Wednesday, 13 November 2013

That's not helpful, but at least you meant well...

I've learnt a lot since I found out Daniel had Down SyndromeI'd like to think I was fairly sensitive, but there were things I would have said then but wouldn't now. There are also things people say to me that are difficult to listen to, especially on a rough day, and I need to have a rant! 

1 - Using people first language

Before I would've thought it was a very subtle difference between 'Down Syndrome child' and 'child with Down Syndrome', now I find myself flinch when people say 'Down Syndrome child' or 'Down's man'. Daniel isn't a 'Down's baby', he is Daniel and he just happens to have Down Syndrome. There's a wonderful campaign called 'Lose the Label' at the moment featuring people with Down Syndrome with the phrase: 

I am Daniel

I have Down Syndrome
I am not Down Syndrome
I am Daniel

written to the side of their name. It's wonderful to see all these beautiful children and young people with such a positive message promoting this person first language. My son isn't a Down's, he's Daniel. 

2 - Stereotypes

Ugh, I get so fed up with these. I honestly barely have the energy to even try and counter them now, I just smile. Stereotypes include (I bet you've said one of these to a parent of a child with Down Syndrome...) "They're so loving", "They're such happy people", "They're the life and soul of a party" and "Oh, they love music". Stereotypes arise for a reason, I get that there is therefore probably a grain of truth behind them. Certainly, as I do say to people on the days I can be bothered to say something back, we hoped Daniel would change people's initial response of saying something that is just a stereotype but unfortunately, he is very happy and he does love music so at the current rate, he's just reinforcing them! 

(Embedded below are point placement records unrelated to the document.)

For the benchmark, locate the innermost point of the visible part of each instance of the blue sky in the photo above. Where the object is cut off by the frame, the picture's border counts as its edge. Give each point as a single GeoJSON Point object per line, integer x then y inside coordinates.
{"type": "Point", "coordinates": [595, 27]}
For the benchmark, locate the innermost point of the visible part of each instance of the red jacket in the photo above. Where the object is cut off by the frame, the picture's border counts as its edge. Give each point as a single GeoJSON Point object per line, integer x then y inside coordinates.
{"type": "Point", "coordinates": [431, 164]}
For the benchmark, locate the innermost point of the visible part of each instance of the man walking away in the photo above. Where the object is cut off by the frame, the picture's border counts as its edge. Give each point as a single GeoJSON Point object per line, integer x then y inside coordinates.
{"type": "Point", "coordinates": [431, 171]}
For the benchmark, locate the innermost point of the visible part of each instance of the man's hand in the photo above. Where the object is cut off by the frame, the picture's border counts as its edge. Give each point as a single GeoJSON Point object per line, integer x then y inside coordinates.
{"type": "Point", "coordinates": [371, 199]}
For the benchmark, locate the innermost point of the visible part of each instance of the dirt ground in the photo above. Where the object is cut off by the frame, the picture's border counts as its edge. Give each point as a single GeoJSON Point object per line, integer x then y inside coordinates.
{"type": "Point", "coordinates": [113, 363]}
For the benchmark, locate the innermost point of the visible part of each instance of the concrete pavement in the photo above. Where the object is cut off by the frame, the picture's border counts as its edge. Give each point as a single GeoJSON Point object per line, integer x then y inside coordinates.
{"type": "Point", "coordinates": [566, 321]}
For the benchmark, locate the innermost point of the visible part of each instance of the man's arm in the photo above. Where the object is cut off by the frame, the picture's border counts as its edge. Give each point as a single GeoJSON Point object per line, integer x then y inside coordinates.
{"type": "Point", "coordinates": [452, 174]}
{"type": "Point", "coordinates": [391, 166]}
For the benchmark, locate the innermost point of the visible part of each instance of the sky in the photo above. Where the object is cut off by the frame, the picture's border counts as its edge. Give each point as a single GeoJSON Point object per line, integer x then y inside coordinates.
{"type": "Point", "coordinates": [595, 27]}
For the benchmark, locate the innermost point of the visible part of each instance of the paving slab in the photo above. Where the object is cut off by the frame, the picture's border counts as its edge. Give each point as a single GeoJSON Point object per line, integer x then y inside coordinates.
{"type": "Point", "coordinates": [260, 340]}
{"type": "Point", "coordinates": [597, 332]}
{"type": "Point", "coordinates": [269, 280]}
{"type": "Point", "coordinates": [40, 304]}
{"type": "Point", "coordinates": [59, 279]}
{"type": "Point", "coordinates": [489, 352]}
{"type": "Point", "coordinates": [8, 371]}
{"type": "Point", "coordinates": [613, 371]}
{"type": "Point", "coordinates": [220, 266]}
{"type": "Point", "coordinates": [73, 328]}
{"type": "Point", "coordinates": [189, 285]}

Anyway, we don't jump straight in with stereotypes with other people (You're dating a Scotsman? Oh, well they have such lovely kilts), and I know people are trying to be positive but it gets weary.

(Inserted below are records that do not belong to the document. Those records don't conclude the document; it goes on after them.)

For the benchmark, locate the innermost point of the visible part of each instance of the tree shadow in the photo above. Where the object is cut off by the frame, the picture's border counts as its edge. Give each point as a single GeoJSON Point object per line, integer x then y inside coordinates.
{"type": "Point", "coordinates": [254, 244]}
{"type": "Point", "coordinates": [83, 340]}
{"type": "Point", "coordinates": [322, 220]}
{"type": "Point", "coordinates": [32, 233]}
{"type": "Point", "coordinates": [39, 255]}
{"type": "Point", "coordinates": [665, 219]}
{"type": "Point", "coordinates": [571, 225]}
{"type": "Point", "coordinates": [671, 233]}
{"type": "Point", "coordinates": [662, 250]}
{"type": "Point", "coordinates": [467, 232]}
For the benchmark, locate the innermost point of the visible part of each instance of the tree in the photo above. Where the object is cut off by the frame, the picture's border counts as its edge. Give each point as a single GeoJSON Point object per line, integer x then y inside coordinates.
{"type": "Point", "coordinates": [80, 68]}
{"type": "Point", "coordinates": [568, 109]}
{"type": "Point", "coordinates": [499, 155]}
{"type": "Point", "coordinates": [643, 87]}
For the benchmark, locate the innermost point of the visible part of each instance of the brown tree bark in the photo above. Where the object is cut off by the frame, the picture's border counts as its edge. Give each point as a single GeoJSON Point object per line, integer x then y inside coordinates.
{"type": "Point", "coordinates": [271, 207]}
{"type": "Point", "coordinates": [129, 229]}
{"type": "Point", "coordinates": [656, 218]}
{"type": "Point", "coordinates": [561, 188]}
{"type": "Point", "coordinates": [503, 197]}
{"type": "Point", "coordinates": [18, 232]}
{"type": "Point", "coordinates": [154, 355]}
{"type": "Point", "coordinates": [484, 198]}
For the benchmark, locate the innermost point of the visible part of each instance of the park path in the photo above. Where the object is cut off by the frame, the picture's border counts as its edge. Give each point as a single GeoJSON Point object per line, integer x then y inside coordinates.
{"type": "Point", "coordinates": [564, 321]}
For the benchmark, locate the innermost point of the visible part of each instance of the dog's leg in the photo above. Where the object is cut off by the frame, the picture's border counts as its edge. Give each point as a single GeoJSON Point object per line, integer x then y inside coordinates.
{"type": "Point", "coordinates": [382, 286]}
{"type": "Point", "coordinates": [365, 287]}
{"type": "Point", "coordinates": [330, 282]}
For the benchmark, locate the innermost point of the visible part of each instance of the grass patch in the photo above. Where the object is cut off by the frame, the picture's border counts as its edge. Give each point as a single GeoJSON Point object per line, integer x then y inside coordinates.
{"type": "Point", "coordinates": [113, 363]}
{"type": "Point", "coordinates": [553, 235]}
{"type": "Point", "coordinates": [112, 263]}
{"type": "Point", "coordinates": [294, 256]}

3 - Special people get special babies

FALSE! I don't feel particularly special. I feel blessed to have Daniel as my son, but I don't think I got him because I'm special. I'll tell you why this statement is completely wrong though... Abortion statistics. Various scientifically researched figures exist, with around 92% of women with an ante-natal diagnosis of Down Syndrome in the UK and 95% in the USA choosing to abort their babies. Over 9 in 10 of these 'special' people chose to kill their baby. Again, I know this is probably said to be an encouragement to the parent and believe me there are days I need encouraged, but this is not the way to give me a boost!

4 - Anedotes about typically developing children 

This is the one that I come across most often and is the easiest to cope with, but when I face this maybe four or five times in one day, I need a break. The conversation normally goes like this:

"How's Daniel?"
"He's good thanks. It feels like a few things are starting to click with him recently, he has started clapping his hands"
"You see, they all do things in their own time/there is such a range for them doing things like that. My child was clapping at 6 months, but my friend's child was 9 months by the time they started clapping their hands!"

A few things about this are tough to listen to. Firstly, Daniel didn't just do it in his own time. Typical babies absorb things that go on around them and don't need to be taught to point/clap/crawl, it's just instinctive. Daniel gets a lot of early intervention therapies to get him to achieve these milestones, and he still takes months and months of repetition and encouragement to learn them. He still can't crawl, we can get him to isolate his index finger but can't point (and doesn't understand what a point would mean anyway) although he has now cracked clapping! I don't mind that that's where he is, but it isn't a case of him just doing it in his own time. Secondly, an anecdote about a typically developing child often only serves to remind me of the amount of delay we face. As Daniel is my first child, I am not particularly tuned in to what babies do when, we work on a "What skill are we trying to refine, and what step is next?" basis for each of his areas of development. When people then try and give me an encouraging story about how babies vary, invariably, the later developing baby will still be younger than Daniel (plus they weren't getting the early intervention therapy to achieve it in the first place). I appreciate the stories at some level, just like I can share excitement when friends' babies fly past Daniel with their achievements, it's just that sometimes these things can give a large dose of reality I otherwise can avoid. 

I'm sure I'll press 'post' on this and then remember another thing, but this is good therapy for me just to get some of this off my chest!